Stuart Brioza and Nicole Krasinski started The Progress in the historic Fillmore district in December 2014. They have found quick success as chef proprietors, and were awarded their first Michelin star this fall, which is one of the highest honors that a restaurant can achieve. Like GLIDE, a core value that is true to the mission of The Progress is the importance of community. They serve their meals family-style on shared platters, and publicize themselves as “the greatest dinner party ever”.
“I think it’s really taken from the idea that so many of my favorite meals have been the meals that you share. It’s not an exclusive sort of dining experience. Most cultures around the world are centered around multiple dishes—there’s a community exchange,” Brioza explains.
Thinking about “what’s for dinner” — and with who — can be a respite from this, at times, isolating and technology-induced lifestyle. The people who benefit from GLIDE’s program do not experience the same kind of isolation that the demography who can eat at The Progress and work down the street do, but they do all the same.
Avila says, “We Americans in general are a little too isolated in how we live. For a number of people that GLIDE serves, that isolation is really extreme. Many of them have little or no contact, or little positive contact, for the rest of the day.

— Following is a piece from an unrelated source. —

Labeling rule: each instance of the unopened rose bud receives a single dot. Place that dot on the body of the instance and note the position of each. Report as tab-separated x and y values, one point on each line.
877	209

It becomes all the more important to have a place where you have community,” adding, “When we think of wellness here, we think about health in a broad sense. This includes a healthy social life, and contact with people and engagement with people, a sense of community.”

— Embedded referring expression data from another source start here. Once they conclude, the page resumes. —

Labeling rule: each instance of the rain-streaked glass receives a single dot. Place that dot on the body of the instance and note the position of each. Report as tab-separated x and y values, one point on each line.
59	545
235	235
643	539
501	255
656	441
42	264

Avila notes the social determinants of health saying, “It’s a real thing, that health isn’t just a thing you quantify with blood tests or number of meals per day.” According to the World Health Organization, the determinants are the “conditions in which people are born, grow, live, work and age.” Eating is an essential aspect of the conditions in which someone survives.
In 1943, Abraham Maslow, a psychologist from Brooklyn published his theory of the human’s “hierarchy of needs,” which was included in his essay A Theory of Human Motivation. The foundation of Maslow’s pyramid is physiological: humans need the basics to live, like food, water, and air. After safety, Maslow saw the importance in love and belonging, and showed why it’s necessary for all humans to feel both. Becoming part of a community is part of survival, and eating while embracing togetherness subtlety fulfills two very specific needs, a necessity blind to all class constructs.
“How do we use food in different social practices? I think that’s much of the real question,” Brioza asks, adding,“I’m a born and raised Bay Area kid. Food was placed in the center of the table for me growing up. I’ve lived in New York and Chicago and the Midwest, and there’s something old school about the idea of everyone getting their own plate of food.”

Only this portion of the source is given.